Final PhD Seminar

Quantitative X-ray computed tomography? - Three perspectives and an epilogue

Mr Carl (Qiheng) Yang
Materials Physics, ANU

Almost exactly 50 years after its invention, X-ray computed tomography (XCT) has become an indispensable tool across a wide range of disciplines in medicine, science and engineering. Its strengths lie not only in its ability to probe the interior of objects in a non-destructive manner, but also its extraordinary versatility and consequent ubiquity.

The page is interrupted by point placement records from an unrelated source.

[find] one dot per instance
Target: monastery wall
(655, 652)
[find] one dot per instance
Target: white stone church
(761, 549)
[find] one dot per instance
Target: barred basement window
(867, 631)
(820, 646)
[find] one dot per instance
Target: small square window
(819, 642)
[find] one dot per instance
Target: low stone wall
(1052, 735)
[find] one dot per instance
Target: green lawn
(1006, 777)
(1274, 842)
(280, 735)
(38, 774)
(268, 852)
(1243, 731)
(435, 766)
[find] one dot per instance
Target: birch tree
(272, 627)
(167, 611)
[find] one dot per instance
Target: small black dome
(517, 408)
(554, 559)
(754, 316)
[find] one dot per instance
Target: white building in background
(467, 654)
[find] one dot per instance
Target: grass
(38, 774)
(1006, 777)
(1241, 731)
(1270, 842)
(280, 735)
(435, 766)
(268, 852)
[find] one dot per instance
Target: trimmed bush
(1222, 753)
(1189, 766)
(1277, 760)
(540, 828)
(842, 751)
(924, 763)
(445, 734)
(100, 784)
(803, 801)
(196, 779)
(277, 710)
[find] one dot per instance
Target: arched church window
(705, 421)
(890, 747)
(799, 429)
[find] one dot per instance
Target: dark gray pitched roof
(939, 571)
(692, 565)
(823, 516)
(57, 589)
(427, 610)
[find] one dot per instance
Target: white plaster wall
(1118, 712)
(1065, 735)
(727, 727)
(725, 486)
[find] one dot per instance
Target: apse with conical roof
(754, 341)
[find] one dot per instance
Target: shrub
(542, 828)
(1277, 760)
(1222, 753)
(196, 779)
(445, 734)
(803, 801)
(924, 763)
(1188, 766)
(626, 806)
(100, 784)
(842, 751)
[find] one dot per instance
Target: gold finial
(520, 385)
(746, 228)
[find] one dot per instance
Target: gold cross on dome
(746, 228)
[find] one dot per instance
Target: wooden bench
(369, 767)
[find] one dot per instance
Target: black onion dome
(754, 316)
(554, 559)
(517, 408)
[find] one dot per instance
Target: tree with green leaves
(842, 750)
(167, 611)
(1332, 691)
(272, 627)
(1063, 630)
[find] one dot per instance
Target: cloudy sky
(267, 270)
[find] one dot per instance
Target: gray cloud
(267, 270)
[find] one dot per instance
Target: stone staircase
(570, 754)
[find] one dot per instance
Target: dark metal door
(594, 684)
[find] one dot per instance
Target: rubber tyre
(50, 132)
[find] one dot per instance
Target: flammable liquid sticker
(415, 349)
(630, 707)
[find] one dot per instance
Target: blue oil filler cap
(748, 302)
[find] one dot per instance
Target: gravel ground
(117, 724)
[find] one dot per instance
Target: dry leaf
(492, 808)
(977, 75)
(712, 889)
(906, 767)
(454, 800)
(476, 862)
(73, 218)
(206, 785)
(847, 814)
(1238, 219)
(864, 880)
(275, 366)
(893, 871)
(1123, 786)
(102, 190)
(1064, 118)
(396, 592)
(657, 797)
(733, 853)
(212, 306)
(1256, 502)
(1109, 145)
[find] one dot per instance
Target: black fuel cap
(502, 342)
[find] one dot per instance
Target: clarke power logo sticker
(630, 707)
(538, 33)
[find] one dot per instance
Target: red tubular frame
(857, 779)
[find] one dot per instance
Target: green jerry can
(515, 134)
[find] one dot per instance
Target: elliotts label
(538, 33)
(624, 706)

So far the information provided by XCT scans have been mainly morphological; structures and patterns could be discerned but questions of composition and physical properties can be answered only with difficulty, if at all. This is partly due to its reliance on algorithm reconstruction, as the raw data for XCT is not immediately useful. Integrating all the complexities of the physical process of x-ray interaction into the reconstruction algorithms has proved to be a formidable challenge.

One major feature of the x-ray interaction with matter is its energy dependence; this is responsible for a large class of artefacts in the reconstructed results grouped under the term "beam hardening". Even with a simple two component model of the x-ray energy dependence, much can be done to address these artefacts, and this in turn helps to make possible the direct measurement of physical properties from XCT. I will try and approach this problem from three distinct angles which are nevertheless grouped together by the same model: 1) Simple calibration and analysis of existing XCT tomograms; 2) modified single energy iterative reconstruction; and 3) dual energy iterative reconstruction using novel variance data. I hope to demonstrate that for existing XCT reconstruction algorithms, a little physics goes a long way.